Six figures clad only in sackcloth, barefoot and with nooses ringing their necks, huddle together awaiting their fate. They appear fearful, resigned, determined, sorrowful, and despairing depending on each individual temperament. These are the six burghers of Calais, who gave up their lives to save the people of their city.
I’ve been fascinated by Auguste Rodin’s statue of the Burghers of Calais ever since visiting the Musée Rodin in Paris when I was in high school. Rodin, the prolific Paris-born sculptor, had been commissioned by the town council of Calais to portray the story of the burghers. He started the sculpture with its six separate figures in 1885, and it was installed outside the Calais town hall in 1895. Another casting of the sculpture appears in the gardens next to the Palace of Westminster in London. Rodin took his inspiration from a close reading of the account of events from Jean Frossiart’s Chronicles, written in the fourteenth century and covering the history of the Hundred Years’ War up to 1400.
Prior to the Hundred Years’ War, the kings of England were also French feudal lords. Friction between England and France developed over French encroachment on the English kings’ lands and French military aid to the Scots. In the late 1320s, Edward III claimed a right to the French throne through his mother’s line, leading to cycles of intense warfare between France and England starting in 1337 and lasting for 116 years.

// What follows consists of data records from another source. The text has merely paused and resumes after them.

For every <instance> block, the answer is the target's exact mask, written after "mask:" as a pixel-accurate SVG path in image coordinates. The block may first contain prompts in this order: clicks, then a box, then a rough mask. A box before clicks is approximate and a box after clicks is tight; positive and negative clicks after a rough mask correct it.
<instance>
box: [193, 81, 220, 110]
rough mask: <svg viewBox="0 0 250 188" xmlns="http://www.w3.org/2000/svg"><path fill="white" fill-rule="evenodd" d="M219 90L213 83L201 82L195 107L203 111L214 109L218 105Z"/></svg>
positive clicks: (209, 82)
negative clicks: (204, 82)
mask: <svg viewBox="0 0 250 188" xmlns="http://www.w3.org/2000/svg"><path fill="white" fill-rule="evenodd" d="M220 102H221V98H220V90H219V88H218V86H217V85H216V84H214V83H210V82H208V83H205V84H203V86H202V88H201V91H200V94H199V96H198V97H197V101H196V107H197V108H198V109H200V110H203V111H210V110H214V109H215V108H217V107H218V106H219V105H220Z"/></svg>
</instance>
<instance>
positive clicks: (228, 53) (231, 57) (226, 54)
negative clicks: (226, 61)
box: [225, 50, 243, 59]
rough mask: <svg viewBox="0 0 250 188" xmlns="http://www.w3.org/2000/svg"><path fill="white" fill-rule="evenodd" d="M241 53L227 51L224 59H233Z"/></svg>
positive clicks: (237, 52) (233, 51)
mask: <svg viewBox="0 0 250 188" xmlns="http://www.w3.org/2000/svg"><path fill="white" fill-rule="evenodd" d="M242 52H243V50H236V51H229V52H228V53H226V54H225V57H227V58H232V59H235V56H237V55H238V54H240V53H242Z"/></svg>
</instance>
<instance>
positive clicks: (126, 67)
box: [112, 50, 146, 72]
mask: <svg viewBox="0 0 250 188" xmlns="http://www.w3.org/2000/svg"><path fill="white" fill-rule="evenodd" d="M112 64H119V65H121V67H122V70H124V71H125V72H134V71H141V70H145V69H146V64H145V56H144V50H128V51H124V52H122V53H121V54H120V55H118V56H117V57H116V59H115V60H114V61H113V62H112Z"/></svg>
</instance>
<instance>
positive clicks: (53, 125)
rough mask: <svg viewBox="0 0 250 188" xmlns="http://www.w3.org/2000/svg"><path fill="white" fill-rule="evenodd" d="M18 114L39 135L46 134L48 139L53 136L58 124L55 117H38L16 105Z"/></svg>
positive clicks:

In 1346, the English defeated the French at the Battle of Crécy and subsequently captured Calais, a prospering seaport just twenty-one miles from the coast of Dover. Edward’s troops laid siege to Calais, which held out as long as possible awaiting action by French King Philip VI. After eleven months, with food supplies depleted, Calais was surrendered to the English. Frossiart reports that Edward demanded the city give over six of its leaders to be executed, as well as the keys to the city and castle, in exchange for sparing the rest of the people of Calais.
These six burghers, led by Eustache de Saint-Pierre, agreed to sacrifice themselves for the people of their city and expected to be put to death. Rodin’s sculpture portrays the humanity and heroism in their sacrifice. However, as Frossiart tells it, the burghers were saved when Edward’s wife, Queen Philippa, persuaded the king to show them mercy.
As the Hundred Years’ War wore on, the English lost all territories in France except for a single city, Calais. The port city was an important bulwark for the English, who otherwise were on the defensive on the continent, as well as a hugely profitable center for trade. Much of the city had been resettled by the English, with the French mostly driven out. England lost Calais to France in 1558, when the city was captured by the Duke of Guise.
The city of Calais is featured in another prominent work of art relevant to British history, this time by London-born painter/engraver William Hogarth. His The Gate of Calais, or, The Roast Beef of Old England, was painted in 1748. The painting, now in the Tate Britain, contrasts Hogarth’s low view of the French with Britain’s wealth and power, symbolized by roast beef.